One of my favourite book titles is “Here Comes Everybody” by Clay Shirky. For me, it sums up everything about what has become known as “Web 2.0” or “social media”. Do you remember the playground bullies and how when you taunted them they’d say: “You and whose army?” Well, social media, the power of social networking is your army.
There’s a cleverer version of this: “Give me a lever long enough and a place to stand, and I will change the world”. Supposedly this or something like it was said by Archimedes a couple of thousand years ago. You know Archimedes: he was the guy who shouted ‘Eureka’ having solved a problem lying in his bath. He also invented the Archimedes Screw, for hauling water uphill up a pipe. There’s one in the children’s playground behind Chatsworth farmyard. But to get back to the point: Social media is everybody’s lever. With it, yes, we can change the world.
“Yes, we can. Yes, we can change. Yes, we can”. These were the words spoken by Barack Obama after he won the Democratic presidential primary in South Carolina. He used the word “change” no less than 13 times in that speech. Obama, some say, won the presidential election because he understood the power of the internet, of Web 2.0, of social media like YouTube and Facebook.

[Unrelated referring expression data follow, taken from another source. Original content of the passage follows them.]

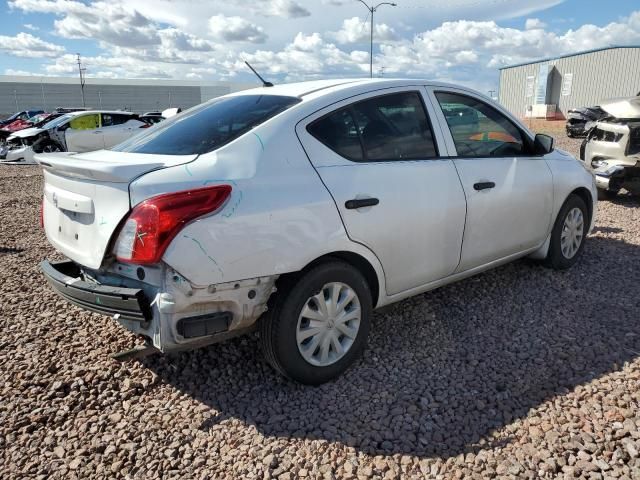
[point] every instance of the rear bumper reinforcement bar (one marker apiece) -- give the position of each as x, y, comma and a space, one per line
128, 303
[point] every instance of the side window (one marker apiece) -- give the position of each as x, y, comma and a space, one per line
338, 132
85, 122
395, 127
389, 127
107, 120
479, 130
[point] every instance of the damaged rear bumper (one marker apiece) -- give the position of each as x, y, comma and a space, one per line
126, 303
169, 311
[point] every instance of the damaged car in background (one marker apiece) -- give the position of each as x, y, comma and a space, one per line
81, 131
612, 148
580, 120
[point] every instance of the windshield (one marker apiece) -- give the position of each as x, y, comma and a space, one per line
206, 127
58, 121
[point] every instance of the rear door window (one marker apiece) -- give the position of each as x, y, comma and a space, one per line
479, 130
207, 127
386, 128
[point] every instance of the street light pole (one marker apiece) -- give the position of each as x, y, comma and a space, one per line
372, 11
82, 80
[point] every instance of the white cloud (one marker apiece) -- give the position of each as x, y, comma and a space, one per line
356, 30
210, 38
235, 29
26, 45
534, 23
276, 8
11, 71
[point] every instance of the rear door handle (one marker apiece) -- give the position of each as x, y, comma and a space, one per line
483, 185
361, 202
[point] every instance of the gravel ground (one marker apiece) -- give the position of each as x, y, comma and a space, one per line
520, 372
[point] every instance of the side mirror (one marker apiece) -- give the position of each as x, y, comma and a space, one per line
542, 144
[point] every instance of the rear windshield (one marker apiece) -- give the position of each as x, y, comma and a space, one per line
206, 127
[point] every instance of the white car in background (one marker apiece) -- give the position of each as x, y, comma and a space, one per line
81, 131
300, 208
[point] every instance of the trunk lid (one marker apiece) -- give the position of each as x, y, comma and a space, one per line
86, 196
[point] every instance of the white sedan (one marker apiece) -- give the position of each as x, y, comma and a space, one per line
298, 209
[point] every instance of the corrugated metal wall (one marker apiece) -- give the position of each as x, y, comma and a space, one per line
596, 76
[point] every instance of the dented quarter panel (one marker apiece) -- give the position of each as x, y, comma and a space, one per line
266, 169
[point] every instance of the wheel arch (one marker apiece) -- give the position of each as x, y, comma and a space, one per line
354, 259
585, 195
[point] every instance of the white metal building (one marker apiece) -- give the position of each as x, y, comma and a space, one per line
47, 93
550, 87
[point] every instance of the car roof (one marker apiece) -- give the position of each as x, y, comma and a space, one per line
317, 88
85, 112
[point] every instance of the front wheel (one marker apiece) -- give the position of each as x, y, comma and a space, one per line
568, 234
50, 147
318, 324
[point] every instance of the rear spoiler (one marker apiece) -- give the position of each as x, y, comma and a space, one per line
76, 165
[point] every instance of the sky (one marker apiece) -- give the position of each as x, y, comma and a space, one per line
459, 41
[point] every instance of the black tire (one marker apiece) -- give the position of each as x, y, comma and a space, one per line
607, 194
279, 325
556, 258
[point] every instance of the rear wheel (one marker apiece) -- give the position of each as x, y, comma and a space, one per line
568, 234
318, 324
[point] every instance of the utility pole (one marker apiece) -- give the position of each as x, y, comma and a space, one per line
372, 11
81, 72
44, 103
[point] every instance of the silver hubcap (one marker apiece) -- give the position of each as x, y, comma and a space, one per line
328, 324
572, 233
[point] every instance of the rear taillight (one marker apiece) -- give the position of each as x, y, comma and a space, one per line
152, 224
42, 214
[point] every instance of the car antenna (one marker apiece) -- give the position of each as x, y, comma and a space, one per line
264, 82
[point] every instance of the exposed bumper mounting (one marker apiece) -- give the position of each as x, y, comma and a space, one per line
129, 303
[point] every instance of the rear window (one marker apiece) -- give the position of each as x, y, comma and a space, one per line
207, 127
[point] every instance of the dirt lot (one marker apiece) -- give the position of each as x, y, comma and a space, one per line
521, 372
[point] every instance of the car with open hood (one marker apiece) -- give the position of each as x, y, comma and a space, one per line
580, 120
612, 148
21, 115
78, 131
297, 209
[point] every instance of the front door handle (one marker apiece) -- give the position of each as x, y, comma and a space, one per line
483, 185
361, 202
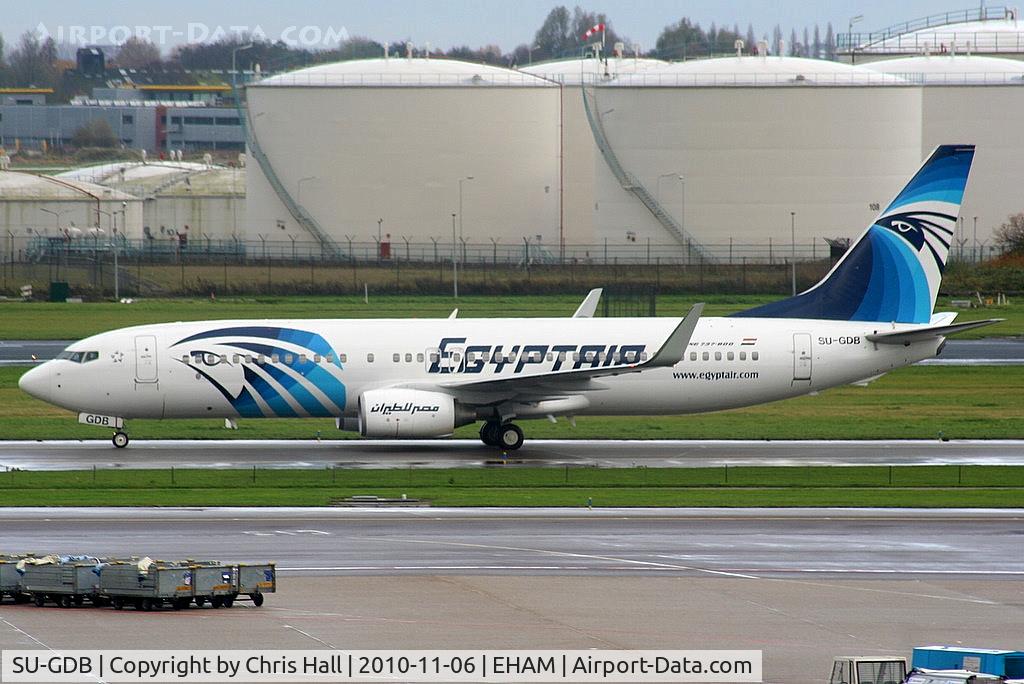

When I first drafted this posting, the strike at the Lindsey Oil Refinery (over “British jobs for British workers”) looked like it might be resolved. Support for the workers spread rapidly all over the country. How so? The Times reported a couple of days ago, “The internet is being used to ignite a nationwide revolt over foreign workers” and the day before, “The word went out on the web: every skilled man should strike”.
Inside the dust jacket of “Here Comes Everybody” there is this:
“Everywhere you look, groups of people are coming together to share with one another, work together, or take some kind of public action. For the first time in history, we have the tools that truly allow for this …. a host of new tools, from instant messages and mobile phones to weblogs and wikis [that] amplify group communication. And because we are natively good at working in groups, this amplification of group effort …. will change society.”